California had granted women the franchise in 1911, nine years before the 19th Amendment gave women the vote nationwide. Burke and Richardson were heading west to ask, in Burke’s words, that California women help “the women back east who need a boost.” San Jose gave Burke, the hometown girl, the keys to the city.
Inside the clubhouse on Thursday, Saturday Afternoon Club president Ellen Bowen welcomed the room. The club, founded in 1894, is one of the oldest continuously operating women’s clubs in the United States.
“The club is older than our Saxon roadster,” Bowen said.
Schriever, speaking from notes, placed the 1916 tour in the mainstream wing of the suffrage movement — not the militant one led by Alice Paul.
“This was not the organization of Alice Paul, who was chaining herself to Wilson’s gates or going on a hunger strike,” Schriever said, referring to President Woodrow Wilson. “We’re going to get dressed up, we’re going to be polite, we’re going to talk men into giving us the right to vote. We were not throwing rocks through windows.”

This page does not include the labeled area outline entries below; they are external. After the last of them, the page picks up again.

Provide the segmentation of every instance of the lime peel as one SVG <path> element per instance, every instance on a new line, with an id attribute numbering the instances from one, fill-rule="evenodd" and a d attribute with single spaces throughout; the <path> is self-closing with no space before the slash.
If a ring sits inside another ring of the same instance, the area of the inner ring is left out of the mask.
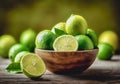
<path id="1" fill-rule="evenodd" d="M 23 73 L 29 78 L 38 78 L 46 71 L 43 60 L 34 53 L 25 54 L 20 64 Z"/>
<path id="2" fill-rule="evenodd" d="M 55 51 L 77 51 L 78 42 L 72 35 L 62 35 L 55 39 L 53 48 Z"/>

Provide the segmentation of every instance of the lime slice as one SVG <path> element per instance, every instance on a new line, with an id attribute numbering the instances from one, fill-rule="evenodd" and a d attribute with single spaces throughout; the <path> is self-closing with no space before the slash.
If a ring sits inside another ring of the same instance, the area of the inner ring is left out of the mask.
<path id="1" fill-rule="evenodd" d="M 62 35 L 55 39 L 53 48 L 55 51 L 77 51 L 78 42 L 72 35 Z"/>
<path id="2" fill-rule="evenodd" d="M 38 78 L 46 71 L 43 60 L 34 53 L 25 54 L 21 59 L 20 65 L 23 73 L 29 78 Z"/>

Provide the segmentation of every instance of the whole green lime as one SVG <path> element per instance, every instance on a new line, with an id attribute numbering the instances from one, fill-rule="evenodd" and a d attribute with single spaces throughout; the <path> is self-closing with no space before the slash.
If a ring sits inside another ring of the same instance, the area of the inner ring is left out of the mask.
<path id="1" fill-rule="evenodd" d="M 66 21 L 66 32 L 71 35 L 79 35 L 87 33 L 87 22 L 80 15 L 71 15 Z"/>
<path id="2" fill-rule="evenodd" d="M 119 45 L 119 37 L 116 32 L 107 30 L 100 34 L 99 42 L 108 43 L 113 46 L 114 50 L 117 50 Z"/>
<path id="3" fill-rule="evenodd" d="M 78 41 L 79 50 L 91 50 L 94 49 L 92 40 L 86 35 L 77 35 L 75 38 Z"/>
<path id="4" fill-rule="evenodd" d="M 9 59 L 14 62 L 16 55 L 21 51 L 29 51 L 28 48 L 22 44 L 15 44 L 9 50 Z"/>
<path id="5" fill-rule="evenodd" d="M 99 43 L 98 45 L 98 59 L 100 60 L 110 60 L 113 56 L 113 47 L 108 43 Z"/>
<path id="6" fill-rule="evenodd" d="M 62 31 L 64 31 L 64 32 L 66 32 L 65 31 L 65 25 L 66 25 L 66 23 L 65 22 L 59 22 L 59 23 L 57 23 L 53 28 L 52 28 L 52 32 L 55 34 L 56 32 L 55 32 L 55 28 L 57 28 L 57 29 L 60 29 L 60 30 L 62 30 Z"/>
<path id="7" fill-rule="evenodd" d="M 36 48 L 52 50 L 55 38 L 56 36 L 50 30 L 41 31 L 36 37 Z"/>
<path id="8" fill-rule="evenodd" d="M 92 41 L 94 44 L 94 47 L 97 48 L 98 46 L 98 36 L 96 34 L 96 32 L 93 29 L 87 29 L 87 34 L 86 34 Z"/>
<path id="9" fill-rule="evenodd" d="M 20 43 L 27 46 L 31 52 L 34 51 L 35 48 L 35 38 L 36 32 L 32 29 L 27 29 L 22 32 L 20 35 Z"/>
<path id="10" fill-rule="evenodd" d="M 19 53 L 15 56 L 14 62 L 15 62 L 15 63 L 20 63 L 21 58 L 22 58 L 24 55 L 26 55 L 27 53 L 29 53 L 29 52 L 28 52 L 28 51 L 21 51 L 21 52 L 19 52 Z"/>
<path id="11" fill-rule="evenodd" d="M 16 40 L 11 35 L 2 35 L 0 37 L 0 56 L 8 58 L 8 52 L 11 46 L 16 43 Z"/>

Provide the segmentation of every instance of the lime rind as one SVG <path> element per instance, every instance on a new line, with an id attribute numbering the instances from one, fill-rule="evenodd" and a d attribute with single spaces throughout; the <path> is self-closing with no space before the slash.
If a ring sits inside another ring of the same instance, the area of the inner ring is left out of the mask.
<path id="1" fill-rule="evenodd" d="M 62 35 L 55 39 L 53 48 L 55 51 L 77 51 L 78 42 L 72 35 Z"/>
<path id="2" fill-rule="evenodd" d="M 29 78 L 38 78 L 46 71 L 43 60 L 34 53 L 24 55 L 20 64 L 23 73 Z"/>

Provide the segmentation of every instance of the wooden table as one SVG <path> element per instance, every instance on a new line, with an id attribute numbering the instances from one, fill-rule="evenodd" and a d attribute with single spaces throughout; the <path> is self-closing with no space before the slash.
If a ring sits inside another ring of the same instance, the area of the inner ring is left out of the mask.
<path id="1" fill-rule="evenodd" d="M 37 80 L 5 71 L 8 59 L 0 58 L 0 84 L 120 84 L 120 55 L 111 61 L 98 59 L 82 74 L 59 75 L 49 71 Z"/>

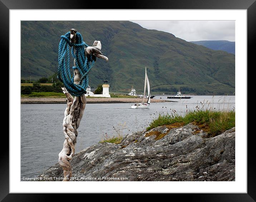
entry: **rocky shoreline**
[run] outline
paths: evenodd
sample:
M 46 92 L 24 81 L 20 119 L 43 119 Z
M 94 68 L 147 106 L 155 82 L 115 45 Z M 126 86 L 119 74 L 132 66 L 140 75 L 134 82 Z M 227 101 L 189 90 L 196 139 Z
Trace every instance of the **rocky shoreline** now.
M 135 103 L 142 101 L 142 98 L 88 98 L 86 100 L 87 103 Z M 159 99 L 151 99 L 151 103 L 177 102 L 176 101 L 165 100 Z M 21 104 L 65 104 L 66 98 L 23 98 L 20 99 Z
M 211 137 L 198 126 L 159 126 L 75 154 L 71 181 L 235 181 L 235 128 Z M 39 181 L 61 181 L 57 163 Z

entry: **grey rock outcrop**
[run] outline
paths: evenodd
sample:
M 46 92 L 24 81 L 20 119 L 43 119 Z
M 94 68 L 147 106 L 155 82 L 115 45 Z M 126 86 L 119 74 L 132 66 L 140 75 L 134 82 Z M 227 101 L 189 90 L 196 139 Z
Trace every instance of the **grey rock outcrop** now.
M 164 135 L 156 140 L 154 131 Z M 99 143 L 76 153 L 70 181 L 233 181 L 235 133 L 233 128 L 209 137 L 191 123 L 130 133 L 118 145 Z M 63 173 L 57 163 L 39 177 L 59 181 Z

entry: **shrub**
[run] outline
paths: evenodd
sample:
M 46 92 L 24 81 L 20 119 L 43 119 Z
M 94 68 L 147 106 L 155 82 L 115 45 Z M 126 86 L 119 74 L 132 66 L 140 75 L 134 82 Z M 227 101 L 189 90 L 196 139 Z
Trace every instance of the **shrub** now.
M 32 93 L 32 87 L 31 86 L 21 86 L 20 91 L 22 94 L 29 95 Z

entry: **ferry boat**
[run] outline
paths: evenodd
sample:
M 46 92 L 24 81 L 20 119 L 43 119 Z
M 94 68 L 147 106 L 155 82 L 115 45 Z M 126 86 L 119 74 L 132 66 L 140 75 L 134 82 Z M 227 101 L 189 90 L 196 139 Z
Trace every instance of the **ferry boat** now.
M 175 96 L 171 96 L 167 97 L 168 99 L 190 99 L 192 97 L 193 97 L 182 95 L 179 90 L 177 92 L 177 95 Z
M 136 90 L 133 88 L 133 86 L 132 86 L 132 90 L 131 91 L 131 92 L 128 94 L 128 95 L 138 96 L 137 94 L 136 93 Z

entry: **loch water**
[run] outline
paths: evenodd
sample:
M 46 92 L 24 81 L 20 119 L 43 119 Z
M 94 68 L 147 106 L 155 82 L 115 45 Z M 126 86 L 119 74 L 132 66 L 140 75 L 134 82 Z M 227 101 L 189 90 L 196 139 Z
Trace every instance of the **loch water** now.
M 80 127 L 75 152 L 99 142 L 106 136 L 142 131 L 159 113 L 175 110 L 184 114 L 196 106 L 215 110 L 235 110 L 235 96 L 192 96 L 188 99 L 154 99 L 177 102 L 151 103 L 146 109 L 132 109 L 132 103 L 87 104 Z M 58 163 L 64 136 L 62 122 L 65 104 L 22 104 L 21 107 L 21 180 L 38 176 Z M 107 133 L 107 134 L 106 134 Z

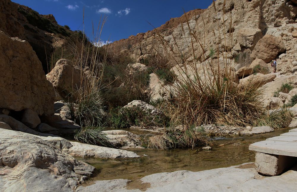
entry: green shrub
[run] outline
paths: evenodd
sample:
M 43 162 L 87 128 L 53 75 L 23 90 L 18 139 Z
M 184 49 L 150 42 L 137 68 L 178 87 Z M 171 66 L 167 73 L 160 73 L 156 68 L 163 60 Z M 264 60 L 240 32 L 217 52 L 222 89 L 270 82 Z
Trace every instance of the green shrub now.
M 212 47 L 210 48 L 210 49 L 209 50 L 209 57 L 211 58 L 213 58 L 214 57 L 214 56 L 215 54 L 216 54 L 216 51 L 214 50 L 214 49 Z
M 107 147 L 115 148 L 110 141 L 107 134 L 102 132 L 104 127 L 92 126 L 82 127 L 77 131 L 74 139 L 83 143 Z
M 149 113 L 136 107 L 118 107 L 112 109 L 107 115 L 106 120 L 109 126 L 121 129 L 133 125 L 162 126 L 167 123 L 165 118 L 160 115 L 152 116 Z
M 273 96 L 275 97 L 278 97 L 279 96 L 279 92 L 282 92 L 285 93 L 288 93 L 293 89 L 294 87 L 293 86 L 291 83 L 283 83 L 282 84 L 282 86 L 280 88 L 277 89 L 277 90 L 274 93 Z
M 270 114 L 263 114 L 263 117 L 257 122 L 256 125 L 269 126 L 273 129 L 286 128 L 293 119 L 290 111 L 285 108 L 274 110 Z
M 297 104 L 297 95 L 294 95 L 292 97 L 292 98 L 290 100 L 288 106 L 293 107 L 296 104 Z
M 157 70 L 155 73 L 165 84 L 173 83 L 176 76 L 174 72 L 167 68 Z

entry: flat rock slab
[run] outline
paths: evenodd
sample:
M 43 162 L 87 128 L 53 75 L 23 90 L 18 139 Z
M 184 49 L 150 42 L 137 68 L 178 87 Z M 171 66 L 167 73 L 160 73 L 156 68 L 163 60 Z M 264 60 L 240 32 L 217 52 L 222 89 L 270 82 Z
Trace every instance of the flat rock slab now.
M 253 163 L 249 164 L 253 165 Z M 279 176 L 260 177 L 253 168 L 239 166 L 197 172 L 180 171 L 161 173 L 143 177 L 132 185 L 127 180 L 97 181 L 92 185 L 79 187 L 76 191 L 296 191 L 296 169 Z M 242 169 L 242 168 L 244 169 Z
M 133 158 L 140 157 L 135 153 L 112 148 L 70 142 L 72 147 L 62 151 L 72 156 L 89 157 L 103 159 Z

The Saxon Motor Car Company, she said, gave Burke and Richardson the car on the condition that they write a letter to the editor in every town that had a Saxon dealer, praising the local mechanic. After the trip ended, Saxon began advertising the car as easy enough for a woman to drive.
Burke used to say that once women got the vote, she would start working on better roads. She got the vote. The roads are paved now. The amendment written in 1923 has been approved by 38 states and cleared two-thirds of Congress. It is stuck on a deadline written into the fine print of the 1972 resolution that sent it to the states — not into the amendment itself.
With civil rights protections eroding in 2026, including the recent U.S. Supreme Court gutting of Section 2 of the Voting Rights Act of 1965, the 103-year-old Equal Rights Amendment is still moving — and the people driving it say they’re not stopping.